I feel like a lot of the "it was DNS" is conceptually oversimplifying, and masking true root cause(s).

It makes sense to centralize naming. It makes sense to abstract naming away from IP addresses. People choose the risk of DNS centralization for understandable reasons.

But many of these outages are "this other thing broke, and it made DNS break". Most folks would never say "it was DNS" when it was a network problem that was preventing reaching the DNS servers. But a lot of the time, this isn't much different from that.

Don't get me wrong, every outage is an opportunity to learn and improve, both locally and centrally. I just want to shift the conversation to "it was DNS, because ...", and help people make informed risk trade-offs.

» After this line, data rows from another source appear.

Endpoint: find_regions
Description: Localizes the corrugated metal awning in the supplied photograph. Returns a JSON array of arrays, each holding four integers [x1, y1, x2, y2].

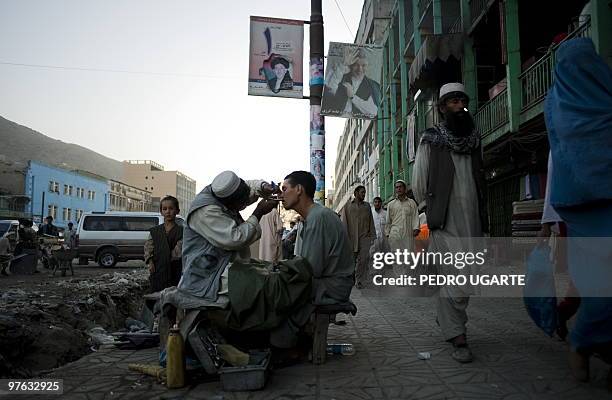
[[408, 33, 464, 88]]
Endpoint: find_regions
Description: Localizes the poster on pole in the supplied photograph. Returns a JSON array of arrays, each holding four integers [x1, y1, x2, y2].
[[321, 42, 383, 119], [248, 16, 304, 99]]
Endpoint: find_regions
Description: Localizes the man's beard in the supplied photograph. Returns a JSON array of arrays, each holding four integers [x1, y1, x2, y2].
[[445, 110, 475, 137]]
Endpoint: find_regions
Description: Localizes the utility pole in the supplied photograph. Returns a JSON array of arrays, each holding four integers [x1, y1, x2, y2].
[[41, 191, 45, 222], [310, 0, 325, 204]]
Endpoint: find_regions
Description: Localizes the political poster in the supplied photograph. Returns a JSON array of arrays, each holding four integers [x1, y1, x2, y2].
[[248, 16, 304, 98]]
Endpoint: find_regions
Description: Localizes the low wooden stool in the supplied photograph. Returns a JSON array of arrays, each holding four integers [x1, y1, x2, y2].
[[311, 302, 357, 365]]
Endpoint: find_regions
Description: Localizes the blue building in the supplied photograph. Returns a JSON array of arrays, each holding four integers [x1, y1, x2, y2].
[[25, 161, 109, 228]]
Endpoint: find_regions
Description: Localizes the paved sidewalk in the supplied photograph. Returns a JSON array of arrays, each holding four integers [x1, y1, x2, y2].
[[23, 288, 611, 400]]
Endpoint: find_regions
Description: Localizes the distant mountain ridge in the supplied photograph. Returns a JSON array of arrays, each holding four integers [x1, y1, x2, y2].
[[0, 115, 123, 180]]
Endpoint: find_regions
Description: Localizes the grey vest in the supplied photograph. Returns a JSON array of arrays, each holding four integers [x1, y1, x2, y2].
[[177, 186, 240, 301]]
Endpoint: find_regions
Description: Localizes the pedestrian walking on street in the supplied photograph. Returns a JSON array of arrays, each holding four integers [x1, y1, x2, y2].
[[39, 215, 58, 236], [544, 37, 612, 384], [64, 222, 77, 249], [370, 196, 389, 255], [386, 180, 420, 278], [412, 82, 488, 364], [144, 196, 183, 293], [340, 185, 376, 289]]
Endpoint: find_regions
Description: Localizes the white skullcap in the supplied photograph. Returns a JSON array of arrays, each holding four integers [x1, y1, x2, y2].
[[439, 82, 467, 101], [211, 171, 241, 199]]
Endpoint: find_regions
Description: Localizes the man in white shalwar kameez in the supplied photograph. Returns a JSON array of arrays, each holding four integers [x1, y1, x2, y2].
[[259, 208, 283, 263], [412, 83, 488, 364], [386, 180, 420, 278]]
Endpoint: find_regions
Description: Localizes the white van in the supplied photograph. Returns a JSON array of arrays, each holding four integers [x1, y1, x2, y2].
[[76, 211, 184, 267]]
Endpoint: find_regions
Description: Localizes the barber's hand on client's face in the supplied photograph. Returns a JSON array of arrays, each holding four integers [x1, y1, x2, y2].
[[252, 199, 279, 220], [261, 182, 281, 196]]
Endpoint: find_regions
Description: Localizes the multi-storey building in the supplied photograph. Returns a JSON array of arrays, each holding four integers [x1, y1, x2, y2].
[[333, 0, 394, 212], [375, 0, 610, 237], [25, 160, 109, 227], [122, 160, 196, 213], [0, 158, 31, 220], [109, 180, 153, 212]]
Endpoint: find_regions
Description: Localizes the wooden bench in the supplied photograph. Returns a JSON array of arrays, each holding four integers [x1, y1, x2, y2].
[[311, 302, 357, 365]]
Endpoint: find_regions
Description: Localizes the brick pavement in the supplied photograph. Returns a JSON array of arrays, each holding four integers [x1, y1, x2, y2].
[[20, 288, 611, 400]]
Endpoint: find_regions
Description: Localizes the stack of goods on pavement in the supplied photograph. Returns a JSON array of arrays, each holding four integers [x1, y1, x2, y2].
[[511, 199, 544, 244], [519, 172, 547, 201]]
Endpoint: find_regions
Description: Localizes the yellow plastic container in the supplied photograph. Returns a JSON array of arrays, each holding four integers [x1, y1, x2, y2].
[[166, 324, 185, 389]]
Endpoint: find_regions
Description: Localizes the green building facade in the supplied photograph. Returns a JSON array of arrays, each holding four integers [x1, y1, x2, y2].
[[377, 0, 611, 236]]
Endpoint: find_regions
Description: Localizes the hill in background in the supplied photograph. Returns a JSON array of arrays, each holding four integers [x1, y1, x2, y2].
[[0, 115, 123, 180]]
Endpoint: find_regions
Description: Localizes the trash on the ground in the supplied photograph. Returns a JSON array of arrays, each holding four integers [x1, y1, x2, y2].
[[88, 326, 116, 346], [326, 343, 355, 355], [417, 352, 431, 360], [125, 317, 148, 332], [111, 332, 159, 350]]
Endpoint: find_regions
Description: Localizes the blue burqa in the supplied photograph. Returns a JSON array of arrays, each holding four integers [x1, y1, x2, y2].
[[544, 38, 612, 350]]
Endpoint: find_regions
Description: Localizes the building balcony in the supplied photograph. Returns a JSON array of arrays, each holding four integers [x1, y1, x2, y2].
[[519, 16, 591, 117], [474, 88, 509, 145], [475, 17, 591, 146]]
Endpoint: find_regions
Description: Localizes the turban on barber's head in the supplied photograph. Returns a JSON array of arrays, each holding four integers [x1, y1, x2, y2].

Approach it like the NTSB would: keep going until you know, and have recommendations for, all of the failure modes.

(And yes, I know a lot of it is humor. But we have to make sure that even the humor doesn't influence people to stop short in their analysis, or come to the wrong conclusion)

5
2
0
@tychotithonus As I see "this other thing" usually doesn't break everything. But if it breaks DNS, everything breaks, so DNS has a significance IMO, esp. because people often overlook this component.
1
0
1

I feel like outages in, and access to, the Internet itself are a good analogy here.

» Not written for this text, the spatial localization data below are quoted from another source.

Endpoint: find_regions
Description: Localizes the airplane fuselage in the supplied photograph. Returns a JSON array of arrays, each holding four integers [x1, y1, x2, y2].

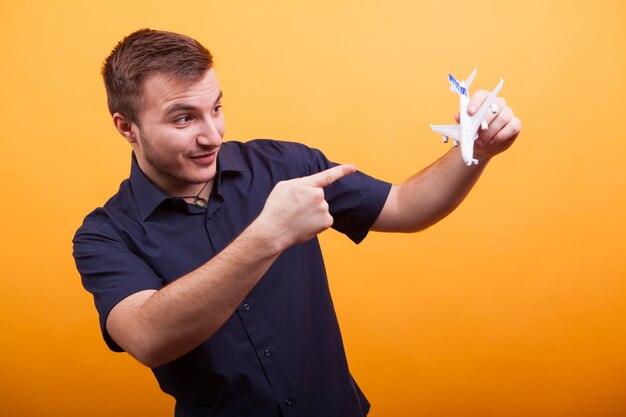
[[458, 92, 475, 166]]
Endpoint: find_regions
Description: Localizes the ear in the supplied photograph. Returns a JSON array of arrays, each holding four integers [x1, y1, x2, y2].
[[112, 113, 138, 144]]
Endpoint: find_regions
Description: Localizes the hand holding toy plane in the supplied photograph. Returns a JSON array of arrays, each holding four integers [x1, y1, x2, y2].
[[431, 69, 503, 166]]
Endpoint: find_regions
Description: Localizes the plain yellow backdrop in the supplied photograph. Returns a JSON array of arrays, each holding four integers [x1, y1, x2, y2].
[[1, 1, 625, 416]]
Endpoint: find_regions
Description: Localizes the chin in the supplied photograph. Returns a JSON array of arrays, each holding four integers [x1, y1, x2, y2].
[[190, 165, 216, 184]]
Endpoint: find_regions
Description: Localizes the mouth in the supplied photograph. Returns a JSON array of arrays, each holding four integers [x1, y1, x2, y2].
[[189, 149, 219, 165]]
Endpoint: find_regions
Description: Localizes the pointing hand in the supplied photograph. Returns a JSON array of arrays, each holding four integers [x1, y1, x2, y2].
[[256, 164, 357, 250]]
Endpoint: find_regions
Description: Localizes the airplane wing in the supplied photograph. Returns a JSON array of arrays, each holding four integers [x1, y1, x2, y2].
[[464, 68, 478, 90], [430, 124, 462, 141], [469, 78, 504, 134]]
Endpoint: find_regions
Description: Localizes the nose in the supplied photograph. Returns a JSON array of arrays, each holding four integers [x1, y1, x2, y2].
[[196, 118, 222, 146]]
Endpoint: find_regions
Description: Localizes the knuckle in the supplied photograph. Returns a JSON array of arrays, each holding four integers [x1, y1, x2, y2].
[[324, 213, 334, 228], [500, 107, 513, 121], [512, 118, 522, 133], [272, 181, 286, 193]]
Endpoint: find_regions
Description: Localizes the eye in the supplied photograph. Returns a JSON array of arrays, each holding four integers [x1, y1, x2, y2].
[[212, 104, 222, 115], [174, 115, 193, 125]]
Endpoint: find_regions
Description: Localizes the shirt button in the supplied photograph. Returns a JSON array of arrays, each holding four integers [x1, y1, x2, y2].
[[243, 303, 250, 311], [264, 349, 271, 357], [284, 398, 293, 407], [208, 214, 214, 219]]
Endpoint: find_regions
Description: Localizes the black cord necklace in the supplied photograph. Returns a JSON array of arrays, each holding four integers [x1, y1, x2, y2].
[[179, 180, 211, 209]]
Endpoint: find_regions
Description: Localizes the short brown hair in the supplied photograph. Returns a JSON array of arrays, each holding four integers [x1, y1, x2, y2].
[[102, 28, 213, 124]]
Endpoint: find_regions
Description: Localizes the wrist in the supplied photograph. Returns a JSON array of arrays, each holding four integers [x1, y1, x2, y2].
[[246, 215, 290, 257]]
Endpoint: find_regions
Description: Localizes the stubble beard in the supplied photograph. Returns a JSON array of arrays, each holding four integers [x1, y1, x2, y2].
[[138, 130, 209, 188]]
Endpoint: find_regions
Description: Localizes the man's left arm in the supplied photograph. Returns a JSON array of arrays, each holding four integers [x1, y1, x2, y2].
[[371, 91, 522, 233]]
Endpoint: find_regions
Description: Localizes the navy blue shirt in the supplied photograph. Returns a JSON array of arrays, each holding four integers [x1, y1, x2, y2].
[[73, 139, 391, 417]]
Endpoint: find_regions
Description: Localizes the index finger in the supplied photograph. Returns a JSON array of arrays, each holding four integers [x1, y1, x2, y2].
[[303, 164, 357, 188]]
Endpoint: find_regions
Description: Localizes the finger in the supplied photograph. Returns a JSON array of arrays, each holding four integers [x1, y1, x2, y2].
[[488, 116, 521, 146], [304, 164, 357, 188], [479, 106, 513, 143], [467, 89, 490, 115], [483, 97, 507, 123]]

The Internet is very useful, and it makes sense to understand what happens when it's not available and ensure that you are consciously choosing what to make sure keeps working when it's gone, and how to do so, and how to test it.

This also applies to DNS.

0
1
0

@buherator Oh absolutely, I didn't mean to downplay the importance of DNS. I just want people to keep going, instead of hitting a DNS "wall" in the process of tracing root cause, and then just mentally stopping. 😅

1
1
1

@tychotithonus Loved the "masking the true root cause" which Amazon likely is investigating, resulting in changed processes and procedures (one hopes).

1
1
0

@tychotithonus

According to Amazon's issue page:

"Based on our investigation, the issue appears to be related to DNS resolution of the DynamoDB API endpoint in US-EAST-1." & "we recommend flushing your DNS caches."

So this was NOT caused by DNS but a bad change by Amazon themselves. DNS worked as intended and provided the information as designed.

You don't blame the database for wrongly entered information either.

It seems this outage was generated by Pilot Error and the system and procedures failing to mitigate or prevent pilot error.

1
1
0

@itisiboller I also hope everyone downstream is similarly diversifying, and by extension understanding their infrastructure better in the process!

0
2
0

@tychotithonus

However the "It's DNS" thing is a valid meme. Oftentimes ment to be humorous and ironic.

1
1
0

@simonzerafa It's a fair point, I don't mean to be Debbie Downer on that!

1
1
0

@tychotithonus @buherator "It was DNS, because the hardware running DNS was plugged out of the Internet. By a 🚜 tractor." 😅

0
0
0

@tychotithonus

I've seen one or two toots today where I wonder if those people are aware of the meme or are taking it far too seriously 🙂🖖

0
1
0